PRODIGY AUTOCODE
Report
- Report Number
- 3005862821-2019-00064
- Event Type
- Injury
- Date Received
- November 22, 2019
- Manufacturer
- OK BIOTECH CO., LTD.
- Product Code
- NBW
- UDI-DI
- 00384841518505
- PMA / PMN Number
- K073118
- Adverse Event
- Yes
- Report Source
- Manufacturer report
- Reporter Location
- TX, US
- Reporter Occupation
- OTHER
Narratives
SUSPECTED DEVICE EVALUATED BY OK BIOTECH AND CALCULATED THAT THE METER OPERATED WITHIN SPECIFICATIONS. WE TESTED THE STANDBY CURRENT OF RETURNED METER, THE RESULT WAS 1.0A. THE CRITERIA IS <55A. PASS. METER SETTING, AUDIO AND ALL BUTTONS FUNCTION ARE OK. WE TESTED THE SUSPECTED METER WITH IN HOUSE CONTROL SOLUTION AND RETURNED STRIPS (STRIP LOT NUMBER:D180814-1, ONLY 5 PCS).

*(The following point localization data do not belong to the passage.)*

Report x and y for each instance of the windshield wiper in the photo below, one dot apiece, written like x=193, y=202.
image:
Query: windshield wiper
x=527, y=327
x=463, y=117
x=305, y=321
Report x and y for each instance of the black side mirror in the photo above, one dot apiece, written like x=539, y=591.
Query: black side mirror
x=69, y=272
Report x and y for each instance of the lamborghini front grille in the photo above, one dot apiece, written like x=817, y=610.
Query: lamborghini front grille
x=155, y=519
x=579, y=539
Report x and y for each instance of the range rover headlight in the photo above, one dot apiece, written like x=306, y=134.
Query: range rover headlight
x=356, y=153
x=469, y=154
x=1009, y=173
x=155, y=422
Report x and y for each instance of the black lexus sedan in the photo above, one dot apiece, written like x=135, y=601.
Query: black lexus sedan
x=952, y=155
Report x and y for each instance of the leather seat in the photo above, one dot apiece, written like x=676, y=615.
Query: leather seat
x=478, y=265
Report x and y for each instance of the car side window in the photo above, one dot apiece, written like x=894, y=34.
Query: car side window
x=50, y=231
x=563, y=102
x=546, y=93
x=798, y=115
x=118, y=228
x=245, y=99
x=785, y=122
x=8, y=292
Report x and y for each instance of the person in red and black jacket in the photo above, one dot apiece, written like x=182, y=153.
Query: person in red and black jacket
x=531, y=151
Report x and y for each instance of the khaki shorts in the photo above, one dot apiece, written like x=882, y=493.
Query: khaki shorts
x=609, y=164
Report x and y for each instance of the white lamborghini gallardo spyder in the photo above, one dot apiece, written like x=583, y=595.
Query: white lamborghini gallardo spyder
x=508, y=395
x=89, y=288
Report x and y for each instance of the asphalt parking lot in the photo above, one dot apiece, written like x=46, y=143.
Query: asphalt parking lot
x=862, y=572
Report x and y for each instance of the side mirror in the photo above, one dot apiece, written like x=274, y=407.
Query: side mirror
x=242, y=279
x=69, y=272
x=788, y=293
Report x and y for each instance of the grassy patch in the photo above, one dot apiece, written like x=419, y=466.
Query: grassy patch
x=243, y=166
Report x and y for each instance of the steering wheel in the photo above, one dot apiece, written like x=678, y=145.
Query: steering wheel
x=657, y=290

THE CONTROL SOLUTION TESTS FOR LEVEL LOW WERE 64/59 MG/DL, FOR LEVEL HIGH WERE 261/270 MG/DL. THE REQUEST CONTROL SOLUTION RANGES ARE: LEVEL LOW 35~85 MG/DL; LEVEL HIGH 220~330 MG/DL. ALL RESULTS WERE WITHIN THE ACCEPTANCE RANGE. PASS. WE TESTED THE RETAIN STRIPS FROM OUR WAREHOUSE (SAME AS PATIENT'S LOT NUMBER:D180814-1) WITH SUSPECTED METER AND OUR IN HOUSE CONTROL SOLUTION. THE CONTROL SOLUTION TESTS FOR LEVEL LOW WERE 68/64 MG/DL; FOR LEVEL HIGH WERE 259/265 MG/DL. THE REQUEST CONTROL SOLUTION RANGES ARE: LEVEL LOW 35~85 MG/DL; LEVEL HIGH 220~330 MG/DL. ALL RESULTS WERE WITHIN THE ACCEPTANCE RANGE. PASS.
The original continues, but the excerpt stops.